Kohl’s canned its chief executive — hired just four months ago — after an investigation showed he violated the retailer’s conflict-of-interest policies, the company said Thursday.

Ashley Buchanan directed Kohl’s to “engage in vendor transactions that involved undisclosed conflicts of interest,” the company said.

Kohl’s audit committee oversaw an investigation led by an outside law firm that found that Buchanan had not disclosed the vendor relationships that were deemed inappropriate and for which he was fired for cause.

Kohl’s named board member Michael Bender as interim CEO effective immediately.

Bender has served as a director since July 2019 and was appointed board chair in May 2024.

Kohl’s shares are up by nearly 6% to $7.09 on the news.

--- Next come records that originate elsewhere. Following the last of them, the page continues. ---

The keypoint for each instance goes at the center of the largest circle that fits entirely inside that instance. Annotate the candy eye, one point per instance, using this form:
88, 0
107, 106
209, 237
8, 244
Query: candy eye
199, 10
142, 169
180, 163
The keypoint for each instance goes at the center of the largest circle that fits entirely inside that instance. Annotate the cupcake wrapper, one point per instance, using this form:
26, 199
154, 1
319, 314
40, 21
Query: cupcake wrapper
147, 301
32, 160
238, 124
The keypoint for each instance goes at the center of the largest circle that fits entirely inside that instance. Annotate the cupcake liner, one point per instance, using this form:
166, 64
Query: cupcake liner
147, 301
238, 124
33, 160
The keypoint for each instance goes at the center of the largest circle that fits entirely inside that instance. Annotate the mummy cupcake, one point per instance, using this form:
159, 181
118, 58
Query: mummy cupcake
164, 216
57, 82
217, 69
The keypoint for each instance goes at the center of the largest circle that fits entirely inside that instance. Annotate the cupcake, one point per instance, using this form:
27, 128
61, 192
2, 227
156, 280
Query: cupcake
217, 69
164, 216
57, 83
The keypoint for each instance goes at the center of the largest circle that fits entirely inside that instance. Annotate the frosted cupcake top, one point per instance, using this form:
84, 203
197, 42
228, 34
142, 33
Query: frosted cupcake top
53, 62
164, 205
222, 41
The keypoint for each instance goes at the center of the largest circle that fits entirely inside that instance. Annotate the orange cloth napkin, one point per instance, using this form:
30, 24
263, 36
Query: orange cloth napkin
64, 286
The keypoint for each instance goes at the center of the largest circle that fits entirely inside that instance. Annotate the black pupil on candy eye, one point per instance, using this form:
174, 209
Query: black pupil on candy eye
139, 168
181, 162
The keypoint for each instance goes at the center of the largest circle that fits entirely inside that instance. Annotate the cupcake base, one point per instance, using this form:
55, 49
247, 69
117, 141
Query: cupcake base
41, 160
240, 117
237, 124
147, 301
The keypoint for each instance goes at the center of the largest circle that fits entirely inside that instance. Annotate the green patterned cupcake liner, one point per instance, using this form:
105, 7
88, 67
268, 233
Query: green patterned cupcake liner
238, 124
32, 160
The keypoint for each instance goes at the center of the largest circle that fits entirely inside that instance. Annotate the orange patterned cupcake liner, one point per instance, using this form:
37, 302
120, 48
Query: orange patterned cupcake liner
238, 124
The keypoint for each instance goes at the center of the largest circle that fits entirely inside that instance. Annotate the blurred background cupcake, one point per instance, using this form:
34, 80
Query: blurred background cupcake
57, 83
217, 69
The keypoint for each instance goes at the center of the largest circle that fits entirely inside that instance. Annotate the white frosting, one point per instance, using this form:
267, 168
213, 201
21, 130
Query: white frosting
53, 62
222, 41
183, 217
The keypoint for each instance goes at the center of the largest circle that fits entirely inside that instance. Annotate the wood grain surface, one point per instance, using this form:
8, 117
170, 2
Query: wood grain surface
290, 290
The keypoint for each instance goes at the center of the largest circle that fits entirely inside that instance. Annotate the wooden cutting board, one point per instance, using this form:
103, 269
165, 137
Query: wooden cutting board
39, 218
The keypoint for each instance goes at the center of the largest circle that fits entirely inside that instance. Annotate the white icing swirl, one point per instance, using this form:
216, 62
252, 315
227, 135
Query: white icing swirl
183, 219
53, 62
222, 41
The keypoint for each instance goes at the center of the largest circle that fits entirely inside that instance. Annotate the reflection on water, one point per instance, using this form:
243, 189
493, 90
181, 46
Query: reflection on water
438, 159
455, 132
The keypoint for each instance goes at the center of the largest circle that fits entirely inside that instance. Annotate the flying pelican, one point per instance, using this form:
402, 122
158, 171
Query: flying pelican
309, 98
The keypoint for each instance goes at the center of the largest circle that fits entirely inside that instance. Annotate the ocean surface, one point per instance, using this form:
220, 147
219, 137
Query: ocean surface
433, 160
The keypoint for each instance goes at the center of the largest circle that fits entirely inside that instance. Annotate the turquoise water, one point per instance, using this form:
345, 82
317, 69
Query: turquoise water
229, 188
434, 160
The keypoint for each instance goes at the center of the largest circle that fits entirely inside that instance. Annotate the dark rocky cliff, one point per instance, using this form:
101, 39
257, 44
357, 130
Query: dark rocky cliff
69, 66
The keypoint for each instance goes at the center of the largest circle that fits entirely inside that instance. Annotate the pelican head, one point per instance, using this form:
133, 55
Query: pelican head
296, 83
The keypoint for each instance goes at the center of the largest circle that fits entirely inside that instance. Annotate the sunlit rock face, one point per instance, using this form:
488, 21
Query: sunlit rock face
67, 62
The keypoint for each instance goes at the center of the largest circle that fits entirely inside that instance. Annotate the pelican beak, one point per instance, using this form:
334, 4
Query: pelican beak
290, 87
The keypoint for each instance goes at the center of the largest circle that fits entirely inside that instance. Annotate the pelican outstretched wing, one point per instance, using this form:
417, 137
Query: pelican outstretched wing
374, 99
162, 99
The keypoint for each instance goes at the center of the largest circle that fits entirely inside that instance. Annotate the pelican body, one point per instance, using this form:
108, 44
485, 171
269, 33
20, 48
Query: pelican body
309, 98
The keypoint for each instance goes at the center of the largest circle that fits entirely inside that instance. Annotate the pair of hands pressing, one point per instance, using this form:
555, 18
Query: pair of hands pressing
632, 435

Buchanan directed the company to do business with a vendor founded by an individual to whom he had ties, according to a Thursday securities filing.

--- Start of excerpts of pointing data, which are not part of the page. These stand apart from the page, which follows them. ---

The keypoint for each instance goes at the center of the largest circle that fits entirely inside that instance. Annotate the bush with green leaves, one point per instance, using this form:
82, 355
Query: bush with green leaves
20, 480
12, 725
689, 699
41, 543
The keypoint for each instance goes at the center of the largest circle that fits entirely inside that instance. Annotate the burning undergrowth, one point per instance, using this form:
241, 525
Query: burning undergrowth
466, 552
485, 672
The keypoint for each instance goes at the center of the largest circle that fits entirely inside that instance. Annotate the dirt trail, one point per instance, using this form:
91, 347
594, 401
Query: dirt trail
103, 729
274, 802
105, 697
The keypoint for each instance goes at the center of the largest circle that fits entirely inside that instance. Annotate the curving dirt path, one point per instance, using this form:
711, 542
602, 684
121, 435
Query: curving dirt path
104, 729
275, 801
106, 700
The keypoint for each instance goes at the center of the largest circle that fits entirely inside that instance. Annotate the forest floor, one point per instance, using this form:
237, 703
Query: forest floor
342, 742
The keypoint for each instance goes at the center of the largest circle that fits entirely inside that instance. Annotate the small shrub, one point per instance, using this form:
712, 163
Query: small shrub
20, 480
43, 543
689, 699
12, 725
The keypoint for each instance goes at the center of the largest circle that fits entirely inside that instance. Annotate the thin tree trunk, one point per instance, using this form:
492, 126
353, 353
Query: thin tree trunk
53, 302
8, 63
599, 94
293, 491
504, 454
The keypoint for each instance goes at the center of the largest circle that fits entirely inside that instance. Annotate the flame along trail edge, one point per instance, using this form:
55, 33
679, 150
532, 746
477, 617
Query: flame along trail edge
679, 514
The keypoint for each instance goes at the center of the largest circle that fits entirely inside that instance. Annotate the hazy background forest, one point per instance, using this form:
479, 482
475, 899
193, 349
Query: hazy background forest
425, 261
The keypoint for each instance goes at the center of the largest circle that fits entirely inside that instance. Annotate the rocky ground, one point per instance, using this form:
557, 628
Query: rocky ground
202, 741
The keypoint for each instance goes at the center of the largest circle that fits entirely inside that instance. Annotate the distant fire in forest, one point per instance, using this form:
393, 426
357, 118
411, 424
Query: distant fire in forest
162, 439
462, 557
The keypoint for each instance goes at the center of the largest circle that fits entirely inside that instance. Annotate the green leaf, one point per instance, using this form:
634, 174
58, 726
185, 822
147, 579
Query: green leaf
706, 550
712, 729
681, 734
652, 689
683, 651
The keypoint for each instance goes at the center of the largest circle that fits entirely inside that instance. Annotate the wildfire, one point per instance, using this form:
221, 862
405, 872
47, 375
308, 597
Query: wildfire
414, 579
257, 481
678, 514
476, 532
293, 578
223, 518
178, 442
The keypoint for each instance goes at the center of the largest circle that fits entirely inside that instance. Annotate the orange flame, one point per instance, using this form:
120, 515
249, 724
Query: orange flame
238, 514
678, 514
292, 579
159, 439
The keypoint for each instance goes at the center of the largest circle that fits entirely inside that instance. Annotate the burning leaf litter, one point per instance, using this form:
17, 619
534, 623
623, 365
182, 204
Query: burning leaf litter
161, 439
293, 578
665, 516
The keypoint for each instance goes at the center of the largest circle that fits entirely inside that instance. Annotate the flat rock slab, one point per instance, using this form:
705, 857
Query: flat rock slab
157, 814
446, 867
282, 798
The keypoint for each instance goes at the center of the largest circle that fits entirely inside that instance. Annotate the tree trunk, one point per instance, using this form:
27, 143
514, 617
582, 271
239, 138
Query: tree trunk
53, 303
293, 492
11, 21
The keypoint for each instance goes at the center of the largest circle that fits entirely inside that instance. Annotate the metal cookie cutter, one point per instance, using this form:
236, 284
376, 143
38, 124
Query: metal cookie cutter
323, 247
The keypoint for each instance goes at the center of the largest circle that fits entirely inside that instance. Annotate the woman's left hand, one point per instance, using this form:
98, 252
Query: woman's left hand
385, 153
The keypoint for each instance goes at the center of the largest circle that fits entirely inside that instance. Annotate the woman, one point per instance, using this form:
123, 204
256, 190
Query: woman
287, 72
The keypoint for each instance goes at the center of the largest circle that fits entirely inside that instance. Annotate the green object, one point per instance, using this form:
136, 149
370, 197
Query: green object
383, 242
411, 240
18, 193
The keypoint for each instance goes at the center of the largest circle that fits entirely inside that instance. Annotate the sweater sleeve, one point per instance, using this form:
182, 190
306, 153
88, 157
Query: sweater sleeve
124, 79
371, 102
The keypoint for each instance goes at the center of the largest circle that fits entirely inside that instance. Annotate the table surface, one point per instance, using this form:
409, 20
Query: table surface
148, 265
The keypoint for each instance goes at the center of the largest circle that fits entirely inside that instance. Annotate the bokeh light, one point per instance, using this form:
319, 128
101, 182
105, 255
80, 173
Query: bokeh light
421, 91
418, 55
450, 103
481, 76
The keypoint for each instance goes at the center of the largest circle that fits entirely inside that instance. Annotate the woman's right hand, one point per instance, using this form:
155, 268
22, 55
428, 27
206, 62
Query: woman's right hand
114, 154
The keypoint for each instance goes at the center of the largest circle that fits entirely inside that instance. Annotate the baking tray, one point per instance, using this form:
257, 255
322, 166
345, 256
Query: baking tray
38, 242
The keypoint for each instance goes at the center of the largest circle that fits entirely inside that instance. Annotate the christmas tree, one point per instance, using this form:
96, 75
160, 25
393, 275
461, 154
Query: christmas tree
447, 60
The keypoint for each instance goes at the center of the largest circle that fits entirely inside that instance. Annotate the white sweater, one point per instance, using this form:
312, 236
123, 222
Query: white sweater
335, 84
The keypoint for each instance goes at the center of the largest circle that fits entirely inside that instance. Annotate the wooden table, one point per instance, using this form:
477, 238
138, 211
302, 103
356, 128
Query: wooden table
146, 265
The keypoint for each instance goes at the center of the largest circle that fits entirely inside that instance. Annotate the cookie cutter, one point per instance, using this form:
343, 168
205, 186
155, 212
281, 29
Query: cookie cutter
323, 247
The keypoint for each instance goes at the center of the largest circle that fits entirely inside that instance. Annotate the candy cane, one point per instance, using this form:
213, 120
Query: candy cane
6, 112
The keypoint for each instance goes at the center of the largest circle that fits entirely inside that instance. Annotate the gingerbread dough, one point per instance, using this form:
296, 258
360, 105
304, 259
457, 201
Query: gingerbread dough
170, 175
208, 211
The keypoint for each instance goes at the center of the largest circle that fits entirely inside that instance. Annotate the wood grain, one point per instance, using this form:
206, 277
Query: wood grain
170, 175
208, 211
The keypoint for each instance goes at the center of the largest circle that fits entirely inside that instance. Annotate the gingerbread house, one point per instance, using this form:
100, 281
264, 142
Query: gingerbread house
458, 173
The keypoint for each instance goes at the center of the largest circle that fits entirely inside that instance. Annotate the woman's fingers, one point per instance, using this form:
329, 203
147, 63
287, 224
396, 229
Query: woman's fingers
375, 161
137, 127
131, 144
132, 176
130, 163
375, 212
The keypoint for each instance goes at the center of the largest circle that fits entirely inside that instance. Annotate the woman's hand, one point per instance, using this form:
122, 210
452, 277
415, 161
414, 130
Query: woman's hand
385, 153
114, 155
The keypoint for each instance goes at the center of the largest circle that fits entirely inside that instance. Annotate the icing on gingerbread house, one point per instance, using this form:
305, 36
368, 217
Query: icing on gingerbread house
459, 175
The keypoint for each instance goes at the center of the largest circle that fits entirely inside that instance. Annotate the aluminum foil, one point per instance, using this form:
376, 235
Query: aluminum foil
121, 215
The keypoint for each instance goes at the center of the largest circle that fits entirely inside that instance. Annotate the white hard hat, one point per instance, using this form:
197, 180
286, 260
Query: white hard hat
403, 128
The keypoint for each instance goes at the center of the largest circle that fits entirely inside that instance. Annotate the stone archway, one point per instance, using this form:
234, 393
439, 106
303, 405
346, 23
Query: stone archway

The vendor signed a multimillion-dollar consulting agreement with Kohl’s with unusually favorable terms, according to the filing.

Buchanan will forfeit all equity awards he received from the company and be required to reimburse Kohl’s on a pro-rated basis for a signing award worth $2.5 million, according to the filing.

Kohl’s said Buchanan’s termination had no bearing on the company’s financial performance as the company released preliminary financial results for the first quarter showing that comparable sales will be down by between 4% and 4.3%.

The budget department store based in Menomonee, Wis., has had three CEOs over the past three years as it struggles to stanch declining sales.

Buchanan followed Tom Kingsubury, who lasted less than two years on the job after succeeding Michelle Gass, who left Kohl’s for Levi’s.